Use double.ToString("N1"):
double d1 = 1d;
double d2 = 0.2423423d;
double d3 = 0.1d;
double d4 = 1234d;
Console.WriteLine(d1.ToString("N1"));
Console.WriteLine(d2.ToString("N1"));
Console.WriteLine(d3.ToString("N1"));
Console.WriteLine(d4.ToString("N1"));
Demo
Standard Numeric Format Strings
The Numeric ("N") Format Specifier
Update
(1.234).ToString("N1") produces 1.2 and in addition to removing additional decimal digits, it also adds a thousands separator
Well, perhaps you need to implement a custom NumberFormatInfo object which you can derive from the current CultureInfo and use in double.ToString:
var culture = CultureInfo.CurrentCulture;
var customNfi = (NumberFormatInfo)culture.NumberFormat.Clone();
customNfi.NumberDecimalDigits = 1;
customNfi.NumberGroupSeparator = "";
Console.WriteLine(d1.ToString(customNfi));
Note that you need to clone it since it's readonly by default.
Demo
There is not a built in method to append a mandatory .0 to the end of whole numbers with the .ToString() method, as the existing formats will truncate or round based on the number of decimal places you specify.
My suggestion is to just roll your own implementation with an extension method
public static String ToDecmialString(this double source)
{
if ((source % 1) == 0)
return source.ToString("f1");
else
return source.ToString();
}
And the usage:
double d1 = 1;
double d2 = 0.2423423;
double d3 = 0.1;
double d4 = 1234;
Console.WriteLine(d1.ToDecimalString());
Console.WriteLine(d2.ToDecimalString());
Console.WriteLine(d3.ToDecimalString());
Console.WriteLine(d4.ToDecimalString());
Results in this output:
1.0
0.2423423
0.1
1234.0
You could do something like this: if the number doesn't have decimal points you can format its output to enforce one decimal 0 and if it has decimal places, just use ToString();
double a1 = 1;
double a2 = 0.2423423;
string result = string.Empty;
if(a1 - Math.Floor(a1) >0.0)
result = a1.ToString();
else
result = a1.ToString("F1");
if (a2 - Math.Floor(a2) > 0.0)
result = a2.ToString();
else
result = a2.ToString("F1");
When you use "F" as formatting, the output won't contain thousands separator and the number that follows it specifies the number of decimal places.
Use ToString("0.0###########################").
It does work. I found it in duplicate of your question decimal ToString formatting which gives at least 1 digit, no upper limit
Double provides a method ToString() where you can pass an IFormatProvider-object stating how you want your double to be converted.
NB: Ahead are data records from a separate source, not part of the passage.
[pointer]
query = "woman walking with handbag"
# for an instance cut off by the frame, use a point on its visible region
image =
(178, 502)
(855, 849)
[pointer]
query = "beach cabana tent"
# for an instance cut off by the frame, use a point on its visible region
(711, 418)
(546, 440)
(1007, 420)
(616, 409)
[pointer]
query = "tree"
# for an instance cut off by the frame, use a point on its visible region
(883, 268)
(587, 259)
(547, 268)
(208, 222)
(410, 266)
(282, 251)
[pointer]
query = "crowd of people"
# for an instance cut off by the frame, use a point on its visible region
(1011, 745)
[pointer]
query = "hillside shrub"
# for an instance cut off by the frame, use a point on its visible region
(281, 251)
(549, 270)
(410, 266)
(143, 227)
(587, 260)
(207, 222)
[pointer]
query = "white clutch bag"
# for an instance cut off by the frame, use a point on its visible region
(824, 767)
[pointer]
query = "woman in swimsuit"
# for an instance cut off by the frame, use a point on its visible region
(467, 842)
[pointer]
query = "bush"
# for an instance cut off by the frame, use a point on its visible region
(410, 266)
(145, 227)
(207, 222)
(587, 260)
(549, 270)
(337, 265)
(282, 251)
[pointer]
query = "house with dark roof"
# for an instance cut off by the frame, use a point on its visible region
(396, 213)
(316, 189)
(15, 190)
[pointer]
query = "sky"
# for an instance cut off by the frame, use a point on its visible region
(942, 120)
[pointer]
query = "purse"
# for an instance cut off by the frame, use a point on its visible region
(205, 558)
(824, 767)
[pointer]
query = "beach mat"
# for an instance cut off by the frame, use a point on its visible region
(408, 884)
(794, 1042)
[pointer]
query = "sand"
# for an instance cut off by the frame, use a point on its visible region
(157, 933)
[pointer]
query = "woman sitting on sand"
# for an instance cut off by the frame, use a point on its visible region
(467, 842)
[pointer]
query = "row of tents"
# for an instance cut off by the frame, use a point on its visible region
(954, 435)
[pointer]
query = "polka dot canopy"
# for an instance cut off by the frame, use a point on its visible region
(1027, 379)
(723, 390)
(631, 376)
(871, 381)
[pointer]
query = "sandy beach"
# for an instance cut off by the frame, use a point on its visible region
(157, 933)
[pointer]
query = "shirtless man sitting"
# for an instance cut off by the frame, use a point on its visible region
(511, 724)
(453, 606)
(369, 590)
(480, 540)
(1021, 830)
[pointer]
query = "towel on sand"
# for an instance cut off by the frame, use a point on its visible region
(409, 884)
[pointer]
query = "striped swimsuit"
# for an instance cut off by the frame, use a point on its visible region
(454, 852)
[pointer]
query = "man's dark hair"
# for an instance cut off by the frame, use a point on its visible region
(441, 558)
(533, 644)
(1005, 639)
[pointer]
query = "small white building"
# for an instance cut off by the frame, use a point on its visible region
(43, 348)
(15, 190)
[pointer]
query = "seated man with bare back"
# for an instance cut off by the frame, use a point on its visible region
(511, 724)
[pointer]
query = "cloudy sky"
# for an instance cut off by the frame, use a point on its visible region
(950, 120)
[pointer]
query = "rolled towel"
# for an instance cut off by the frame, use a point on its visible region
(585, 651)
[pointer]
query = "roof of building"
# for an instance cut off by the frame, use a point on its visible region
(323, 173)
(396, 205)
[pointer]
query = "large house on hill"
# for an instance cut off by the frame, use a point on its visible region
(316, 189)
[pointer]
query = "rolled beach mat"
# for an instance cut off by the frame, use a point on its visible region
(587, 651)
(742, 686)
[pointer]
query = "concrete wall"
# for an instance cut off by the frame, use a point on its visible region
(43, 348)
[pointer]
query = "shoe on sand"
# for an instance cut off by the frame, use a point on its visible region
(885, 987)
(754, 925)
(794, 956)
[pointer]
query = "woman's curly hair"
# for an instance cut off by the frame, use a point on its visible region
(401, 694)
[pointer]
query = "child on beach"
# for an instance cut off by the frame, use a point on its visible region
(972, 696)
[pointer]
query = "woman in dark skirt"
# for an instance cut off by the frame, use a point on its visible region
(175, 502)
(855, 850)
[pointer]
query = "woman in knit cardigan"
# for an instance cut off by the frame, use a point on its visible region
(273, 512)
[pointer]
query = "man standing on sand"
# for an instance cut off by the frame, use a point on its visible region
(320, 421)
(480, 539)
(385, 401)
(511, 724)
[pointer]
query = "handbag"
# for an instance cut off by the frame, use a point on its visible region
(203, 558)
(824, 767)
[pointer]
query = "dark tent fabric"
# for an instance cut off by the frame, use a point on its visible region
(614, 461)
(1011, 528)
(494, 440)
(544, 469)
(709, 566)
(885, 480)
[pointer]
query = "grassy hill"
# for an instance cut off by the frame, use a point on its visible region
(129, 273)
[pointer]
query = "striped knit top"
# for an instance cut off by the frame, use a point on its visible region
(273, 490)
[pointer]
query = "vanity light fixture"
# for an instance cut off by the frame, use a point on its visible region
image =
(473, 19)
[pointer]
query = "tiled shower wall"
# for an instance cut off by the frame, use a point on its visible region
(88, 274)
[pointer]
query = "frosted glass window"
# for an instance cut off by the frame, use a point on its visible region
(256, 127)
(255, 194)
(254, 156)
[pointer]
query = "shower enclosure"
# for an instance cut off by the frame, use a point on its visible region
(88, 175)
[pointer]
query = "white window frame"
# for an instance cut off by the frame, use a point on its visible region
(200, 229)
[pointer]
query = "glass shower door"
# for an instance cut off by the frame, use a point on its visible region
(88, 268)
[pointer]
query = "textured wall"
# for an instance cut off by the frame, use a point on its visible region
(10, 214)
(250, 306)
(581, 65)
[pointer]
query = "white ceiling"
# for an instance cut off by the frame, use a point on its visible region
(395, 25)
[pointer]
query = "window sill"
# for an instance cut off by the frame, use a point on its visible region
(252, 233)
Additionally, it should display trailing 0 at all costs.
value = 16034.125E21;
// Display value using the invariant culture.
Console.WriteLine(value.ToString(CultureInfo.InvariantCulture));
// Display value using the en-GB culture.
Console.WriteLine(value.ToString(CultureInfo.CreateSpecificCulture("en-GB")));
// Display value using the de-DE culture.
Console.WriteLine(value.ToString(CultureInfo.CreateSpecificCulture("de-DE")));
// This example displays the following output to the console:
// -16325.62015
// -16325.62015
// -16325,62015
// 1.6034125E+25
// 1.6034125E+25
// 1,6034125E+25
Here is the documentation from MSDN.
You can cast to string and then appen ".0" if there was no decimal point given
string sValue=doubleValue.ToString();
if(!sValue.Contains('.'))
sValue+=".0";
EDIT:
As mentioned in the comments '.' may not be the decimal seperator in the current culture. Refer to this article to retrieve the actual seperator if you want make your code save for this case.